Interaction between the turbulent solar wind and a planetary magnetosphere: a 2D comet example

TL;DR

This study uses a new simulation code to compare the effects of turbulent versus laminar solar wind on a comet's magnetosphere, revealing turbulence reduces obstacle size and alters plasma structures.

Contribution

First global simulation of a comet's interaction with turbulent solar wind, highlighting turbulence effects on obstacle size and plasma dynamics.

Findings

Turbulent solar wind results in a 45% less dense inner coma.

Turbulence causes smaller obstacle size and formation of plasmoids.

Upstream turbulence influences cometary ion escape patterns.

Abstract

Using the newly developed code \emph{Menura}, we present the first global picture of the interaction between a turbulent solar wind and a planetary obstacle in our solar system, namely a comet. This first publication aims at shedding lights on the macroscopic effect of the upstream solar wind turbulence on the induced magnetosphere of a comet. Using a hybrid Particle In Cell simulation code, we model a medium activity comet, using both a turbulent and a laminar solar wind input, for a direct comparison between the two regimes.

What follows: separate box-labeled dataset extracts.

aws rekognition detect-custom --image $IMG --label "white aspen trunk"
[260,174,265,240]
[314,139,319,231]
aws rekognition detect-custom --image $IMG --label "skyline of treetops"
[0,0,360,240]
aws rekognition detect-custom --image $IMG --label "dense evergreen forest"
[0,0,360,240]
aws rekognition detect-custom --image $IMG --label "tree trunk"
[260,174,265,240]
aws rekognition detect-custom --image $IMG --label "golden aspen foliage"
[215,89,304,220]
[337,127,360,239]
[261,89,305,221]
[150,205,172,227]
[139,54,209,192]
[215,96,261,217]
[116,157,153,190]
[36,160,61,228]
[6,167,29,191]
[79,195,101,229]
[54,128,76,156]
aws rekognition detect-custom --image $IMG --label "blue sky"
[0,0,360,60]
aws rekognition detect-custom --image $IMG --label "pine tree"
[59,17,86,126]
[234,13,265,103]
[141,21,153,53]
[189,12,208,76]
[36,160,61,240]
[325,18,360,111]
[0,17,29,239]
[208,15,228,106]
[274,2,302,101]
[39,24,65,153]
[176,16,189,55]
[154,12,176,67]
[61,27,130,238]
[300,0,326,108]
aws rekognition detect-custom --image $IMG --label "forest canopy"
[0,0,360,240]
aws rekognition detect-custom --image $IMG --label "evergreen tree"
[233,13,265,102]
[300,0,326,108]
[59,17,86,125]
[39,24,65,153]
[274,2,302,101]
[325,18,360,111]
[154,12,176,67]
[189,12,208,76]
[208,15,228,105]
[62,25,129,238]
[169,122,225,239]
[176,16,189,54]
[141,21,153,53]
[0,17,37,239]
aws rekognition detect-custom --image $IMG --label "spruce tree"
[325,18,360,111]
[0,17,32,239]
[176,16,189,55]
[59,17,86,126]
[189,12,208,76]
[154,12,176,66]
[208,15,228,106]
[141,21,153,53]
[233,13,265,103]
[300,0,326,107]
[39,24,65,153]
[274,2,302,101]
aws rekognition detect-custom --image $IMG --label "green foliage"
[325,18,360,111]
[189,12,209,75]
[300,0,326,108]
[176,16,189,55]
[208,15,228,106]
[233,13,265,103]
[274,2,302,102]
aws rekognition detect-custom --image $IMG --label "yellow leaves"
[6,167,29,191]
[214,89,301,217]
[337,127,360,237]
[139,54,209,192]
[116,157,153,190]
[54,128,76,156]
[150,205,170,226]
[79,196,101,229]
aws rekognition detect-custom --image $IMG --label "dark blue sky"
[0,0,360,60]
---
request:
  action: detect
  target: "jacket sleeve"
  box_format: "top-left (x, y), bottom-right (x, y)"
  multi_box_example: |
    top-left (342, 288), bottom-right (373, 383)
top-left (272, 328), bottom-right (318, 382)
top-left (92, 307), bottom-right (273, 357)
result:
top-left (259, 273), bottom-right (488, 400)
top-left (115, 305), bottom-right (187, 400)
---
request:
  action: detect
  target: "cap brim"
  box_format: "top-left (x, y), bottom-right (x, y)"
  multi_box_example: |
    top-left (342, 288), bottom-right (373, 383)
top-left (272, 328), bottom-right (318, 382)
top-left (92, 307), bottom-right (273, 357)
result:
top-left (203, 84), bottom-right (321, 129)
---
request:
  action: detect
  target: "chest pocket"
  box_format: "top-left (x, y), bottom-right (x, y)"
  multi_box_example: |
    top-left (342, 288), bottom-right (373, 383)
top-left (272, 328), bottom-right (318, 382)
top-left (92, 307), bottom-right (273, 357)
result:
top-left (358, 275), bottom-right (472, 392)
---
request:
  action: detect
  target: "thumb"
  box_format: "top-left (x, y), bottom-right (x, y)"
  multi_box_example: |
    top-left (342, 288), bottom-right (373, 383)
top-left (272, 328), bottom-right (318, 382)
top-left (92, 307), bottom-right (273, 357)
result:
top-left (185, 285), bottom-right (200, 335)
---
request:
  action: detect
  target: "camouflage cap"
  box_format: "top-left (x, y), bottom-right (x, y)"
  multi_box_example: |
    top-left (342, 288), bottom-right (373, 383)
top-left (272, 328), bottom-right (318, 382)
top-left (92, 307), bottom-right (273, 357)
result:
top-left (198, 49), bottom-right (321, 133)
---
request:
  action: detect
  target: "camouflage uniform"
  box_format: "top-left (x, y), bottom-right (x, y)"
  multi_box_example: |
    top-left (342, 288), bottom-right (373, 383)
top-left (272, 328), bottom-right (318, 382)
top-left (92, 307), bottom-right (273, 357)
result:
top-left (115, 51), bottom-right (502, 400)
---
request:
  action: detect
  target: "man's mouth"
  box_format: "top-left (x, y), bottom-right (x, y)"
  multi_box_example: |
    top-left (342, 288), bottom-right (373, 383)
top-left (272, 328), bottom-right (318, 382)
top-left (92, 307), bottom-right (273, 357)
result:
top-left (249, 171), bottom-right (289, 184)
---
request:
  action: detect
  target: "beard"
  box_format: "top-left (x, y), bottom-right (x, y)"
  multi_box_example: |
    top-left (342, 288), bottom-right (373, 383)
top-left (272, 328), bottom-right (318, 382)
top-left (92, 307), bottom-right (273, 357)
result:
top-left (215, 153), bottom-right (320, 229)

We show how the turbulent characteristics of the solar wind lead to a smaller obstacle size. We then present how the upstream turbulent structures, traced by the perpendicular magnetic field fluctuations absent in the laminar case, self-consistently drape and pile-up around the denser inner coma, forming intense plasmoids downstream of the nucleus, pulling away dense cometary ion bubbles. This pseudo-periodic erosion phenomenon re-channels the global cometary ion escape and as a result, the innermost coma is found to be on average 45\% less dense in the turbulent case than predicted by simulating a laminar upstream flow.